Author: Vergennes, Charles Gravier, Comte de
Recipient: Adams, John
Date: 1780-03-30

Enclosure: A Draft of an Article: A Translation

Mr. Adams, whom the Congress of the United States of America has appointed to participate in the peace conferences whenever they may occur, arrived here sometime ago and has had the honor of being presented to the King and the royal family.1
1. This notice, which appeared virtually without change in the 8 April issue of Mercure de France, “Journal Politique de Bruxelles” (p. 88), was the second of two very different versions considered for publication.
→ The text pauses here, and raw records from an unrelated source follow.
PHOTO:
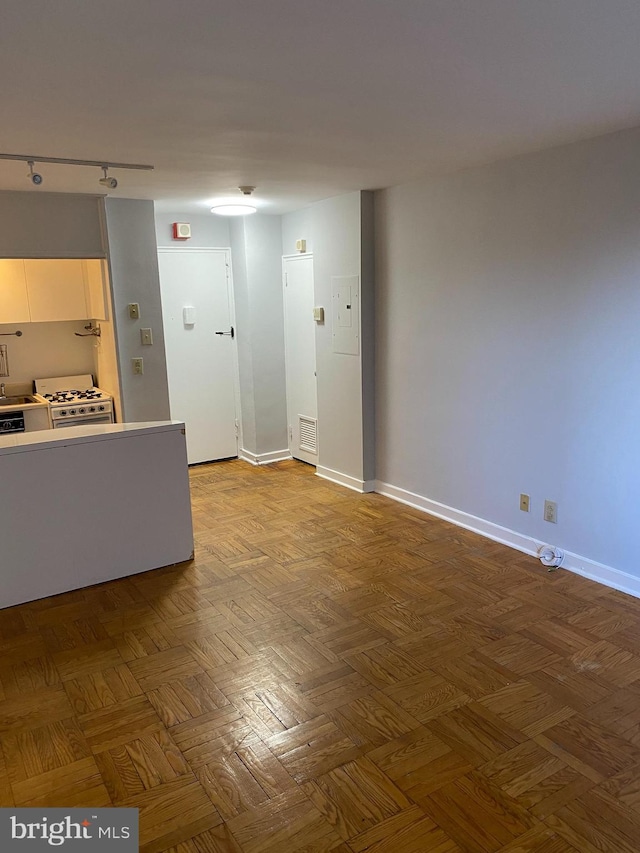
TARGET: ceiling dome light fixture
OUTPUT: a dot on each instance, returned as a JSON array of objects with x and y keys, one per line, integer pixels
[{"x": 233, "y": 209}]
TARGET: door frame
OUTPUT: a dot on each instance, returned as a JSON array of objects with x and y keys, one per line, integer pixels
[
  {"x": 299, "y": 256},
  {"x": 209, "y": 250}
]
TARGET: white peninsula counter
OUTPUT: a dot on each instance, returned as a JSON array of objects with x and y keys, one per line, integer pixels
[{"x": 87, "y": 504}]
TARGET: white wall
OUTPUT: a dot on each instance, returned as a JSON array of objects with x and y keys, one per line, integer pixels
[
  {"x": 48, "y": 349},
  {"x": 208, "y": 231},
  {"x": 133, "y": 267},
  {"x": 508, "y": 353}
]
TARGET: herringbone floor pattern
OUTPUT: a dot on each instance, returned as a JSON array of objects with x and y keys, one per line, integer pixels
[{"x": 332, "y": 672}]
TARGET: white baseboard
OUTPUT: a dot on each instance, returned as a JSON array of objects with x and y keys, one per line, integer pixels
[
  {"x": 361, "y": 486},
  {"x": 264, "y": 458},
  {"x": 590, "y": 569}
]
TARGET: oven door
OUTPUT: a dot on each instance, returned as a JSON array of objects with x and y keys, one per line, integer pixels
[{"x": 84, "y": 420}]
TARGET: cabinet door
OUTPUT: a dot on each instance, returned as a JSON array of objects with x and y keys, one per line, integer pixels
[
  {"x": 14, "y": 304},
  {"x": 56, "y": 290},
  {"x": 95, "y": 278}
]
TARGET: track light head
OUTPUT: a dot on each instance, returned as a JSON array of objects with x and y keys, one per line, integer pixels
[
  {"x": 111, "y": 183},
  {"x": 36, "y": 177}
]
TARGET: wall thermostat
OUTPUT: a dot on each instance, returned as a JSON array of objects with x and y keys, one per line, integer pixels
[{"x": 181, "y": 231}]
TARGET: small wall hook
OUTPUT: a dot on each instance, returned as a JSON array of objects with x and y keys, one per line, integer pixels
[{"x": 91, "y": 331}]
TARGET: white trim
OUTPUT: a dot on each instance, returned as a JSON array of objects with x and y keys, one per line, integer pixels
[
  {"x": 176, "y": 246},
  {"x": 264, "y": 458},
  {"x": 583, "y": 566},
  {"x": 297, "y": 255},
  {"x": 341, "y": 479}
]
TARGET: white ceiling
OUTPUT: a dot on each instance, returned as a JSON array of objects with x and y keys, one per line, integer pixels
[{"x": 304, "y": 99}]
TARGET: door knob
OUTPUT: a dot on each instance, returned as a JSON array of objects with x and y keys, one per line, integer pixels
[{"x": 231, "y": 333}]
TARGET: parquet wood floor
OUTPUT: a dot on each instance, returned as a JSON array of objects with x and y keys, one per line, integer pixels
[{"x": 332, "y": 672}]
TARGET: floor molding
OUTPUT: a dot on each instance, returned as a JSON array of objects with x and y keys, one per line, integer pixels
[
  {"x": 576, "y": 563},
  {"x": 361, "y": 486},
  {"x": 264, "y": 458}
]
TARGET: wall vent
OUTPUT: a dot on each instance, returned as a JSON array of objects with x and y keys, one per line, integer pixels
[{"x": 308, "y": 434}]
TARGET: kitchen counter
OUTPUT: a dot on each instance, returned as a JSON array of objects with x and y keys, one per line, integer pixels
[
  {"x": 21, "y": 442},
  {"x": 87, "y": 504}
]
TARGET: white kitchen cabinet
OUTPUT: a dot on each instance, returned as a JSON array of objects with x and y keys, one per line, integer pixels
[
  {"x": 56, "y": 290},
  {"x": 14, "y": 303}
]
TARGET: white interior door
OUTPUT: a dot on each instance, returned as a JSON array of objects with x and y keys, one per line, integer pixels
[
  {"x": 196, "y": 305},
  {"x": 300, "y": 356}
]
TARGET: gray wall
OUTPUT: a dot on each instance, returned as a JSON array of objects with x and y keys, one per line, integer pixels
[
  {"x": 508, "y": 354},
  {"x": 50, "y": 225},
  {"x": 133, "y": 262},
  {"x": 256, "y": 243},
  {"x": 208, "y": 231}
]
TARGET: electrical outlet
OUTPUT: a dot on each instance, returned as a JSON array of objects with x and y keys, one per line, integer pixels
[{"x": 551, "y": 511}]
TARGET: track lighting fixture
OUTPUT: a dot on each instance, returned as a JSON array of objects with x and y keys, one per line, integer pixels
[
  {"x": 107, "y": 181},
  {"x": 36, "y": 177}
]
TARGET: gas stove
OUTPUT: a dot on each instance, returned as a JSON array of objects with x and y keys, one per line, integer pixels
[{"x": 74, "y": 400}]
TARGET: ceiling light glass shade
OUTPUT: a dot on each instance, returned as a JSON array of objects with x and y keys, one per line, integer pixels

The first, in the form of a canceled draft, reads “Le S. Adams a été présenté au Roi le [] de ce mois. Le Congrés l'avois nommé eventuellement, Plenipotentiaire pour prendre part aux négociation de paix qui parois• { 99 } soiens devoir s'ouvir sous la mediation de Sa Majesté Catholique, et il a fixé son séjour à Paris en attendant que la circonstance le mettens en mesure de [] faire usage de se plenipouvoir” (Arch. Aff. Etr., Paris, Corr. Pol., E.-U., vol. 11). Translation: Mr. Adams has been presented to the King the[] of this month. The Congress has named him eventual plenipotentiary to take part in the peace negotiation which will take place under the mediation of His Catholic Majesty [the King of Spain], and he has established himself at Paris in the expectation that circumstances will permit him to make use of his full powers.
The first draft is worded very curiously. JA 's powers were eventual only in the sense that they became operative when and if Great Britain agreed to negotiate a peace treaty with the United States and to recognize it as sovereign and independent in advance of negotiations. The beginning of negotiations under the mediation of the King of Spain had no bearing on JA 's powers, for they did not contemplate or permit his participation in a mediation by Spain or any other power.
By 30 March, Vergennes knew the full extent of JA 's powers. Conrad Alexandre Gérard had included JA 's instructions in a letter of 14 Aug. 1779, that Vergennes had received on 6 Nov. (Gérard, Despatches and Instructions , p. 846–850).

Docno: ADMS-06-09-02-0071

Author: Adams, John
Recipient: Vergennes, Charles Gravier, Comte de
Date: 1780-03-30

To the Comte de Vergennes

[salute] Sir

I have the honour of your Excellency's letter of this day, in answer to mine of the 21st. of this month. Untill the receipt of it, I had taken it for granted that the presentation of every Ambassador was regularly inserted in the Gazette of France; and untill very lately, several days since the date of my letter to your Excellency of the 21st. of this month, I had supposed that the presentations of Ministers Plenipotentiary were constantly inserted likewise. The information that your Excellency has given me, that the presentations neither of Ambassadors nor Ministers Plenipotentiary have ever been inserted, has perfectly satisfied me, and I doubt not will equally satisfy my Countrymen who have heretofore been under the same mistake with myself. I approve very much your Excellency's proposition of inserting my presentation, in the Mercury of France, and I shall take measures to have it repeated in the foreign gazettes.1 I have the honour to be with the most entire consideration your Excellency's most obedient and most humble Servant,
[signed] John Adams
RC in Francis Dana's hand (Arch. Aff. Etr., Paris, Corr. Pol., E.-U., vol. 11;) endorsed: “30 Mars Article a ete envoyé au Mercure.” LbC (Adams Papers;) notation by John Thaxter: “N.B. all the past Letters have been sent to Congress.” That is, all of the letters exchanged with Vergennes since JA arrived at Paris.
1. Although JA states that he is satisfied with the announcement to be inserted in the Mercure de France, his letters of 2 April to Jeremiah Allen, John Bondfield (first letter), Edmund Jenings (and note 1), and William Lee (all below) indicate that he did not believe the announcement in the Mercure to be explicit enough concerning his powers to negotiate. For the clearest indication of JA 's rejection of the Mercure piece as a guide for announcements in “foreign gazettes,” see his letter to Jenings of 2 April (and note 1, be• { 100 } low), which formed the basis for the announcements that appeared in various London newspapers during the second week of April.